Sabadil ne l’avait jamais vue, et pourtant il lui semblait que cette femme était là, qu’elle était venue pour le rencontrer. Involontairement il retira sa casquette et de sa manche s’épongea le front. Son cœur battait à se rompre. Un bourdonnement lui montait aux oreilles.

Tout à coup la jeune fille rougit et baissa les yeux. Elle voulut reculer, et cependant son pied demeura comme attaché au sol ; elle se pencha et cueillit un narcisse, très bas, près de sa racine. Puis, sa fleur à la main, elle resta devant le jeune homme, les yeux baissés, humble à la fois et fière comme une sainte.
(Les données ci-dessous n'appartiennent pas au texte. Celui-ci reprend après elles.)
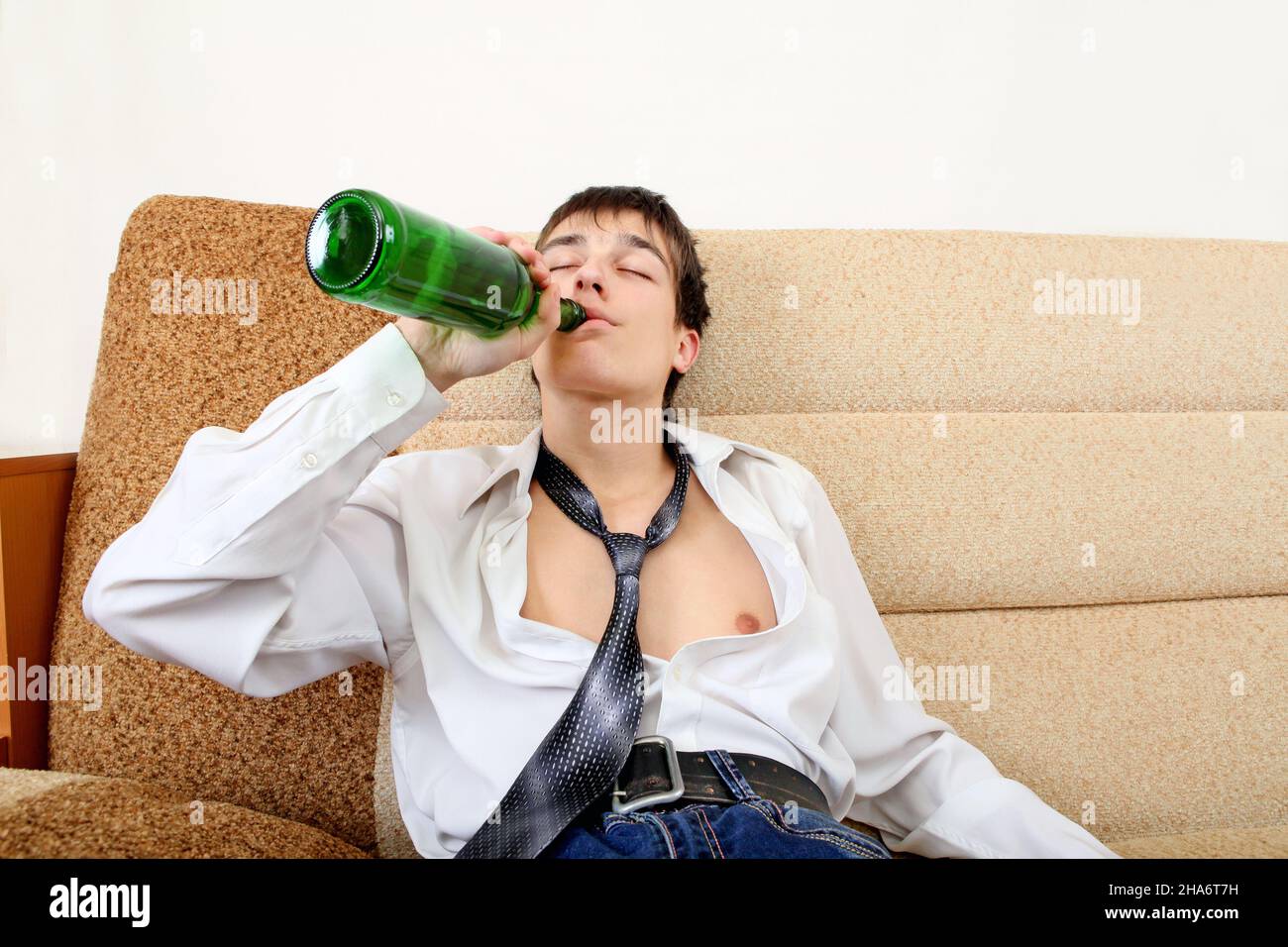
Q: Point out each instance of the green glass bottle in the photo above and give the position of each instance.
(364, 248)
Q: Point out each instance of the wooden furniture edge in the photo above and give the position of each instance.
(35, 495)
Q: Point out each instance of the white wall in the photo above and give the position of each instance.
(1076, 118)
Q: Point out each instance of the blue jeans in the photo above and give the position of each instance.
(750, 827)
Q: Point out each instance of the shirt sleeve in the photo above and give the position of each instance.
(926, 789)
(274, 556)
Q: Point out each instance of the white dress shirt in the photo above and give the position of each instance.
(297, 548)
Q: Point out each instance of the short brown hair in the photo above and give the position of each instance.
(687, 273)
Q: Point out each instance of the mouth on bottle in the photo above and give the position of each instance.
(344, 241)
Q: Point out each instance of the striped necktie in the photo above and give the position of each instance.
(587, 749)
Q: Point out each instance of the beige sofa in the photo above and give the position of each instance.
(1091, 505)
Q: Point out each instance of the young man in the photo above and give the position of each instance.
(601, 646)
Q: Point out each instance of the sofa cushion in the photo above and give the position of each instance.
(51, 814)
(910, 369)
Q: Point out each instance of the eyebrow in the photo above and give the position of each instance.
(623, 239)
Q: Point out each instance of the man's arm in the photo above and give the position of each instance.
(273, 557)
(926, 789)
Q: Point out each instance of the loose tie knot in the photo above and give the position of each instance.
(626, 551)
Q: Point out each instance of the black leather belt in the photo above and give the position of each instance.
(657, 775)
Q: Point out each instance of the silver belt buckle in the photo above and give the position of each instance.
(673, 764)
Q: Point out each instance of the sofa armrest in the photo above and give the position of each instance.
(35, 493)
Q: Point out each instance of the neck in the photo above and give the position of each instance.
(625, 470)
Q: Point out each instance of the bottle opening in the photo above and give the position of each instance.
(344, 241)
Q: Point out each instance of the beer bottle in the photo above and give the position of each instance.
(364, 248)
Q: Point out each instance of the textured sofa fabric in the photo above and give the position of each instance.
(1093, 506)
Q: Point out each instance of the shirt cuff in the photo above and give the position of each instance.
(999, 818)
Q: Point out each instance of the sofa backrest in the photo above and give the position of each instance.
(1087, 501)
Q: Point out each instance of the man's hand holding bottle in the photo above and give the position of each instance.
(451, 355)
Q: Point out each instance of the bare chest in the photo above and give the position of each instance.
(703, 581)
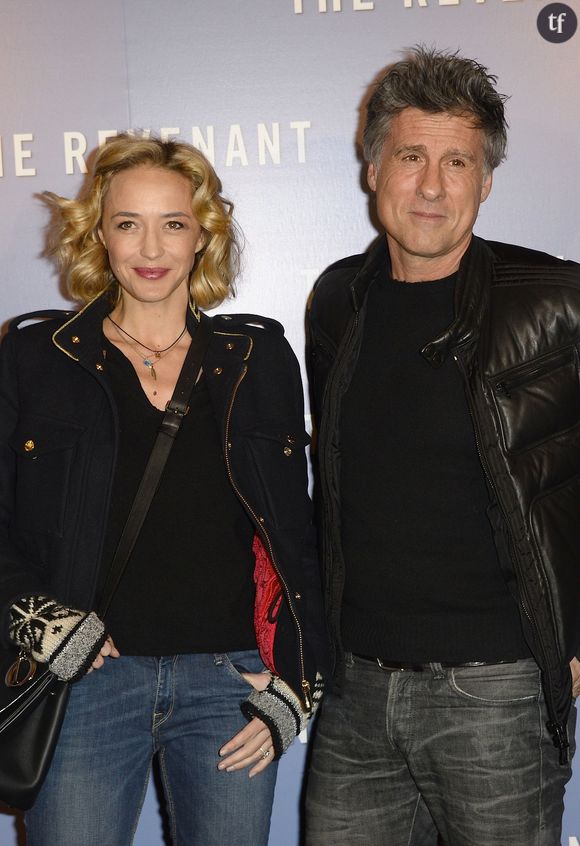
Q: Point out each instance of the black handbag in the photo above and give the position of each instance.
(32, 699)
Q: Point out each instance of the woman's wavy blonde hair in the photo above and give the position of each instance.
(75, 241)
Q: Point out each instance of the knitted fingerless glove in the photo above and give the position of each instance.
(281, 710)
(65, 639)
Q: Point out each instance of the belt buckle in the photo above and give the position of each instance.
(390, 668)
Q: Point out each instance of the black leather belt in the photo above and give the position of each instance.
(404, 667)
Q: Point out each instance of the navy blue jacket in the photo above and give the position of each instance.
(58, 450)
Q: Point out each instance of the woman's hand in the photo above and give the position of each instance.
(108, 650)
(252, 746)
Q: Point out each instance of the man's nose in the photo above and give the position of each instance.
(430, 185)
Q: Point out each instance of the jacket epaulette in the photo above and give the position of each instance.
(44, 314)
(229, 322)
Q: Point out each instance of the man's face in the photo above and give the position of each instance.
(429, 184)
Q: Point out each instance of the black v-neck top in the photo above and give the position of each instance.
(188, 586)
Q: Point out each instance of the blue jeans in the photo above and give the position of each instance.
(183, 707)
(403, 756)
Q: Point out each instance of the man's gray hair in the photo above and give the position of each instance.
(438, 81)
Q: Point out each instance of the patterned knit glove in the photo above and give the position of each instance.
(65, 639)
(281, 710)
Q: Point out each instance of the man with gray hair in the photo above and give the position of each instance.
(445, 377)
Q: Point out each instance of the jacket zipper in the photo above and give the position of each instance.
(556, 729)
(531, 372)
(332, 387)
(304, 683)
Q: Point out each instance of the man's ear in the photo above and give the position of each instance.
(372, 177)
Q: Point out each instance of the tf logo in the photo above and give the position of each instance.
(557, 23)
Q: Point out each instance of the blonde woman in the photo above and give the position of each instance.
(209, 654)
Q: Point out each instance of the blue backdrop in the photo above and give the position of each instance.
(272, 91)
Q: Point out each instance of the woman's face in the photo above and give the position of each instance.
(150, 233)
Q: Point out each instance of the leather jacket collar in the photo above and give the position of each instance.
(471, 295)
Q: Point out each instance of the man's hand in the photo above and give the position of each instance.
(575, 670)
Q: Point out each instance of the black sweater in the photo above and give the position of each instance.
(423, 581)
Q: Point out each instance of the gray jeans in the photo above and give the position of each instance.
(401, 757)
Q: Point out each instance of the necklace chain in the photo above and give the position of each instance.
(147, 361)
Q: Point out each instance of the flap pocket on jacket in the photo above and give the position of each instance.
(45, 450)
(538, 400)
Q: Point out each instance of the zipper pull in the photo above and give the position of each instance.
(306, 696)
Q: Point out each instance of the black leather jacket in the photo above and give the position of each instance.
(516, 341)
(58, 447)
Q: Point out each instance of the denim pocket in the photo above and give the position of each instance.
(236, 663)
(499, 684)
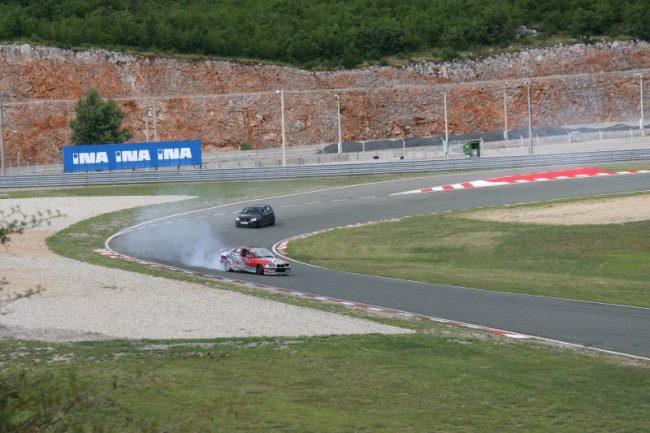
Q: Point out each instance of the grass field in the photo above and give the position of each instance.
(425, 382)
(605, 263)
(440, 379)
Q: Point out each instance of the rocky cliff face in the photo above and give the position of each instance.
(226, 104)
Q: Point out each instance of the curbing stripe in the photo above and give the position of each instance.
(579, 173)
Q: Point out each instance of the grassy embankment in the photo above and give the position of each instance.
(604, 263)
(440, 379)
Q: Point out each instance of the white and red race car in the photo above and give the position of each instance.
(253, 259)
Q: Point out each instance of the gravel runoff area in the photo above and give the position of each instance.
(87, 302)
(617, 210)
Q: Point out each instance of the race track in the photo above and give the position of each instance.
(621, 329)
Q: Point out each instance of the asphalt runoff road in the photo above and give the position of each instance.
(179, 240)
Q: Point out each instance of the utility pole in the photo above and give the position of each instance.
(155, 114)
(3, 168)
(642, 120)
(147, 113)
(505, 115)
(530, 121)
(284, 136)
(446, 147)
(339, 148)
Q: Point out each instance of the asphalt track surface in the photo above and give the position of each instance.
(615, 328)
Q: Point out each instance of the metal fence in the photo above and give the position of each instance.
(303, 171)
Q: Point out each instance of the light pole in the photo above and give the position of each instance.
(284, 138)
(446, 146)
(530, 121)
(338, 116)
(155, 114)
(505, 114)
(642, 120)
(147, 113)
(3, 168)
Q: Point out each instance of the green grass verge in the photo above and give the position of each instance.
(440, 379)
(604, 263)
(402, 383)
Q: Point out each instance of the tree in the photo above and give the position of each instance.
(98, 121)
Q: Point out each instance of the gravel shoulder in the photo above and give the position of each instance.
(87, 302)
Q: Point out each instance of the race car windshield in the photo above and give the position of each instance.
(252, 210)
(261, 252)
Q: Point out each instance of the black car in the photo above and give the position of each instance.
(255, 216)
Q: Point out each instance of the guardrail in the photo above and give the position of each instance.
(303, 171)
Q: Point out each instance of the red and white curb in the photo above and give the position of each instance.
(356, 305)
(281, 249)
(577, 173)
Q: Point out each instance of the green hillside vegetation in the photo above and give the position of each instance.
(318, 33)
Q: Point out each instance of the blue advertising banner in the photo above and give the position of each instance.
(131, 155)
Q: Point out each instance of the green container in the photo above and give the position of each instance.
(472, 148)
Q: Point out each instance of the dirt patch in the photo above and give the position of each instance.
(87, 302)
(617, 210)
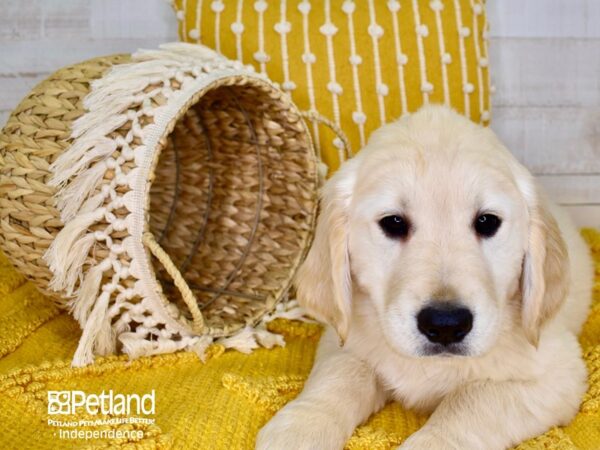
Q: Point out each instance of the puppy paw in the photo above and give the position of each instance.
(300, 429)
(428, 439)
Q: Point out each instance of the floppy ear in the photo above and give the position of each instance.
(323, 283)
(545, 271)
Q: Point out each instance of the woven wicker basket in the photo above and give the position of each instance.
(167, 204)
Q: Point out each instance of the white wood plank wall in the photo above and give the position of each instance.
(545, 65)
(545, 60)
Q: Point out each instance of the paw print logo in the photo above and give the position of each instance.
(59, 402)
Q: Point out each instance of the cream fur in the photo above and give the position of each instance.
(522, 373)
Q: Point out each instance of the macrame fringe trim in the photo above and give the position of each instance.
(85, 199)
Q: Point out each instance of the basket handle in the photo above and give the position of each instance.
(198, 325)
(321, 119)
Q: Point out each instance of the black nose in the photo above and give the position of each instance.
(445, 324)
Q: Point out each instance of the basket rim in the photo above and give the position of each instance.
(164, 124)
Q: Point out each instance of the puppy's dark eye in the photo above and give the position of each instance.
(395, 226)
(486, 225)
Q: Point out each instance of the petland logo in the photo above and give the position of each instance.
(72, 402)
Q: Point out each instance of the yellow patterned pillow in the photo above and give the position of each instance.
(360, 64)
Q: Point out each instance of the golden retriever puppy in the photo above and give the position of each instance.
(450, 285)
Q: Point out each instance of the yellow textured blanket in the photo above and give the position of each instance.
(219, 404)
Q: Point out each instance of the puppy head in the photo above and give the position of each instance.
(436, 228)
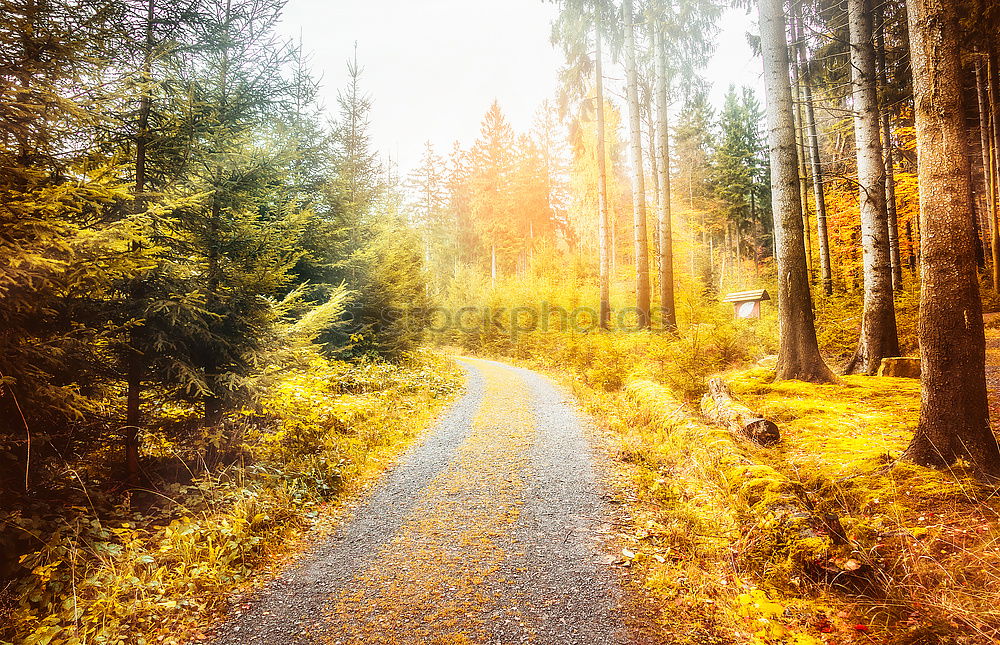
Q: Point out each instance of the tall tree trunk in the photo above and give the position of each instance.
(135, 360)
(878, 320)
(994, 147)
(989, 174)
(798, 354)
(822, 232)
(892, 217)
(654, 168)
(638, 183)
(668, 313)
(800, 153)
(954, 417)
(603, 228)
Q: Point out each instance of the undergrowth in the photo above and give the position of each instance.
(103, 565)
(826, 537)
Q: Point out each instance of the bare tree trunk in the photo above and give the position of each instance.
(654, 168)
(798, 354)
(994, 120)
(135, 360)
(822, 233)
(668, 313)
(602, 183)
(989, 174)
(892, 216)
(638, 183)
(954, 417)
(800, 153)
(878, 320)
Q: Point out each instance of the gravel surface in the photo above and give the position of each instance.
(491, 530)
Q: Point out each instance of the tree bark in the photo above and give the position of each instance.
(668, 313)
(878, 320)
(798, 354)
(638, 183)
(892, 217)
(822, 232)
(800, 154)
(135, 360)
(954, 417)
(721, 407)
(603, 228)
(994, 110)
(989, 178)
« Que fais-tu ici ? » demanda enfin Sabadil remis de son émotion et enveloppant l’étrangère d’un bon et doux regard.

Sans lui répondre, la jeune fille le toisa et le considéra un instant. Puis, d’une voix basse et étrangement mélodieuse, elle lui dit, à son tour :

« Qui es-tu ? et quel est ton nom ?

— Tu me questionnes comme si la forêt t’appartenait, repartit Sabadil avec un malicieux sourire.

— Tu ne me connais pas, dit la jeune fille à voix basse. Ainsi, dis-moi plutôt comment tu t’appelles.

— Sabadil.

— Et d’où es-tu ?

— De Solisko.

— Tu es paysan ?

— Oui.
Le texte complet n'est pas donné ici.